Бет сказала, что, думая о переодетом принце, она представляет его в образе мистера Фермора.

– Понимаете, – пояснила она, – он всегда поет, смеется, он большой, сильный и очень красивый.

– Красота, – важно заявил лакей, сам ни на что не претендующий, – это понятие относительное… Для улитки другая улитка – красавица. О вкусах не спорят.

– Но они – не улитки! – заметила Пег. – А мистер Фермор такой красавец! Рядом с ним почти все выглядят невзрачными… совсем невзрачными.

– И все-таки, – заявила горничная, – если две улитки находят друг друга привлекательными, возможно, с двумя французами происходит то же самое. Наверное, они так нравятся друг другу, потому что она – мамзель, а он – мсье.

– Я слышал, что мальчик не слишком рад дружбе между нашей мамзель и своим дядей, – сказал мистер Микер, передавая тарелку, чтобы ему положили кусок пирога.

Он набил себе рот и принялся неторопливо жевать.

– Эти нарумяненные леди, – произнес он, изучая картофель в своей тарелке, – ничуть не лучше нарумяненных лордов.

– О да, – резко сказала миссис Соади, – нарумяненные леди – те еще штучки. А откуда вам стало известно про маленького барина и нашу мамзель, мистер Микер?
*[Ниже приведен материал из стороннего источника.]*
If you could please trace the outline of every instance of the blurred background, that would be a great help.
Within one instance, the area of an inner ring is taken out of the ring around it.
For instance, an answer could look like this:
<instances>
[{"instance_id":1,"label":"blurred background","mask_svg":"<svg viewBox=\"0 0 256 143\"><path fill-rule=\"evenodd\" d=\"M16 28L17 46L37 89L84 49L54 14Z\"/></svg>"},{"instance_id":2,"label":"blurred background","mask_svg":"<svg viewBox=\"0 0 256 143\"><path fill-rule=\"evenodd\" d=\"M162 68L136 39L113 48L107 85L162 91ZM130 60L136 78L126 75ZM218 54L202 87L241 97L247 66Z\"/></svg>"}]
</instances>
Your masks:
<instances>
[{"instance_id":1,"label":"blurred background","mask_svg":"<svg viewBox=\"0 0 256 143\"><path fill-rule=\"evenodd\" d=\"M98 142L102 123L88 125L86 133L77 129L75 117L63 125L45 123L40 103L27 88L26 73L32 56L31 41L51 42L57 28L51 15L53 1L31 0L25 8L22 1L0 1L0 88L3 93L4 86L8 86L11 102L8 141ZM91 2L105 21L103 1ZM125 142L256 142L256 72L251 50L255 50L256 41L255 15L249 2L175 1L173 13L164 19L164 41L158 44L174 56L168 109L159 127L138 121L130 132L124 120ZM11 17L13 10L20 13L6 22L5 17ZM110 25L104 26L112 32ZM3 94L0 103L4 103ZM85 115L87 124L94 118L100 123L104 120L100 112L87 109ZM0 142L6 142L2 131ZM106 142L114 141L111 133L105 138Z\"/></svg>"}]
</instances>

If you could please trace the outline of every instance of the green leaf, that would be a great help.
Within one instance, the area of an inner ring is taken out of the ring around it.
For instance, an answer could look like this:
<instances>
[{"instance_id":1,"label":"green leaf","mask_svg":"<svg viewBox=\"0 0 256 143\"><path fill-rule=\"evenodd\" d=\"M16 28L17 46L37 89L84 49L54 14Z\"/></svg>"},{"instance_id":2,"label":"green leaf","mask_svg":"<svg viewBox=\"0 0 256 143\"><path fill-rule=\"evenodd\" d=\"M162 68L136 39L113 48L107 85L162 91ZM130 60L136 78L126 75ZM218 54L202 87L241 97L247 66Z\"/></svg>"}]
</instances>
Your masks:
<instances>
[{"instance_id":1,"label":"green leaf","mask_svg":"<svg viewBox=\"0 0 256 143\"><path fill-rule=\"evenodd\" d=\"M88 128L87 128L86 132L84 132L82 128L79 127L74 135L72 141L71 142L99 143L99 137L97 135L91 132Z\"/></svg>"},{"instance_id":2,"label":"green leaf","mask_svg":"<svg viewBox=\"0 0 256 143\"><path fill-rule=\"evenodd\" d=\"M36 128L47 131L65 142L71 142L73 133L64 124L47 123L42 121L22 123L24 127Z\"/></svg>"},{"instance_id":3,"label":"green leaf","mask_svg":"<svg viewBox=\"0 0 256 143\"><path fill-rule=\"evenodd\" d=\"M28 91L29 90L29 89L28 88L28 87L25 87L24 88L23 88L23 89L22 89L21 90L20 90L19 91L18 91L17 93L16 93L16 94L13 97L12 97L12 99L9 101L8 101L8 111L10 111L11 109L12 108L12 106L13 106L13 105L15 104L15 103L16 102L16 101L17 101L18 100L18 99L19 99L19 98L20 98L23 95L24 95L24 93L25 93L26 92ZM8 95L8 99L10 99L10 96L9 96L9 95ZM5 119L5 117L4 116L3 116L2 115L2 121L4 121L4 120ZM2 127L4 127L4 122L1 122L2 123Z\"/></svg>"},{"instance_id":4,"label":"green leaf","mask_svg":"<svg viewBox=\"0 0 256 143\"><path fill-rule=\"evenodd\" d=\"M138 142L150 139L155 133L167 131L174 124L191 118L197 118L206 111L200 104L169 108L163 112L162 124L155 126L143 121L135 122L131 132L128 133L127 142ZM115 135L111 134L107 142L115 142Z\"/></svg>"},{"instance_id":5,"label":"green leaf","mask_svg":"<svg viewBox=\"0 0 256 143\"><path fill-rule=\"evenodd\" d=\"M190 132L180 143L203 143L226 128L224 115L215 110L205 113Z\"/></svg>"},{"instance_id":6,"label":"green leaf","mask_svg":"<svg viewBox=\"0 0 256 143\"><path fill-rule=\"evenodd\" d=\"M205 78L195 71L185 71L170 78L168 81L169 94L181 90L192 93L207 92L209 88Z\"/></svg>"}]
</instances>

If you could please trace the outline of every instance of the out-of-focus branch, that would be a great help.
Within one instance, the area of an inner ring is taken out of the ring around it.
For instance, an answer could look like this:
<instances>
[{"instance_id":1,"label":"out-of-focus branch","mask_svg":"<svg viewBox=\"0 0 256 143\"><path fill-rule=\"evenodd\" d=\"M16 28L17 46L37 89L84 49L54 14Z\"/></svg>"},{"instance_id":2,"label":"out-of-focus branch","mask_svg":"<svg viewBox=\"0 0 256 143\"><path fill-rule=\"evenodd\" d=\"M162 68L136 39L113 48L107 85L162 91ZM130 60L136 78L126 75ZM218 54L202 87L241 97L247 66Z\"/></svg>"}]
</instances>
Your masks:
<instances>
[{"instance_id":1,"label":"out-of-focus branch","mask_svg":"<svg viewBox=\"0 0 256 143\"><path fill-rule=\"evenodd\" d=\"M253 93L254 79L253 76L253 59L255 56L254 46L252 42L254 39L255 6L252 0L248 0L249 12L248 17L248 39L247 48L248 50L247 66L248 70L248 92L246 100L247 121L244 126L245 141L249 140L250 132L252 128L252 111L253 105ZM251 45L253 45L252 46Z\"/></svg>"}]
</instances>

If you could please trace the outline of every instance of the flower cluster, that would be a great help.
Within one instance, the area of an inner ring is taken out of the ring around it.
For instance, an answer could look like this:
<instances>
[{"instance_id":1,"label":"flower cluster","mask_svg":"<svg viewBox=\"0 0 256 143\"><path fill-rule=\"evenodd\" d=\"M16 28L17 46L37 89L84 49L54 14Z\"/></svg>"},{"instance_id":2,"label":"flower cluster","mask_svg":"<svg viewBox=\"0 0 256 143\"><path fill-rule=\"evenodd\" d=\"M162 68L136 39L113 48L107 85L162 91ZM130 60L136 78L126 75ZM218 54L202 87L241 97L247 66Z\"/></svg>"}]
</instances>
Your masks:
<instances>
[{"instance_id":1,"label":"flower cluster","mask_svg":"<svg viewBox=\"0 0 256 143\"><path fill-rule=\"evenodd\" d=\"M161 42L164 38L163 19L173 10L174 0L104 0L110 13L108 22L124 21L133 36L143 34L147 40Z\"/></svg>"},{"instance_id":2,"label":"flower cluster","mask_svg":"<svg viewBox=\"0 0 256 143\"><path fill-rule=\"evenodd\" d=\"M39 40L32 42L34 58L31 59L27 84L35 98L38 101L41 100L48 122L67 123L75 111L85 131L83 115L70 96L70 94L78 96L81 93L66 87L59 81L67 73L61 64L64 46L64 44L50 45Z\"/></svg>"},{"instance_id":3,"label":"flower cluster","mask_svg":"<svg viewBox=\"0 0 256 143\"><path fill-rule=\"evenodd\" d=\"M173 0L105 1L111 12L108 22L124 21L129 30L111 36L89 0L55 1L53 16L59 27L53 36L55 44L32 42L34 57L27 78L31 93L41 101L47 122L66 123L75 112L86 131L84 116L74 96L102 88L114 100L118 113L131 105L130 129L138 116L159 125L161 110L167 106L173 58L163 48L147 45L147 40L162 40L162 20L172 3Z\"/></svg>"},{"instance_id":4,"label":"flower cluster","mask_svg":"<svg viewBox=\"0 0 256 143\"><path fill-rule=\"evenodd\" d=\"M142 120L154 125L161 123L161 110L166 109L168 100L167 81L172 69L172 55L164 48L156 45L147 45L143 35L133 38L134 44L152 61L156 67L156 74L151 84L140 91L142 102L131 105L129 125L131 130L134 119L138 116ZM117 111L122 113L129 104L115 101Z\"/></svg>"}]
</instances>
– Ну, я как-то поехал в город по делу и зашел в «Веселого морячка» промочить горло, а туда заявился не кто иной, как мистер Фитт, тот самый, что служит кучером у мсье… или мне следует сказать – у барчука? Это странная семья. Хозяин – мальчик, и все деньги принадлежат ему, а мсье – не более чем домашний воспитатель, хоть он ему и родственник. А барчук этот – не то герцог, не то граф. В общем, что-то в этом роде… хотя во Франции все это, наверное, несколько по-иному. Мсье – его опекун, но он мало что решает, как я понял.

– А что мистер Фитт рассказал про мальчика и мамзель? – настаивала миссис Соади.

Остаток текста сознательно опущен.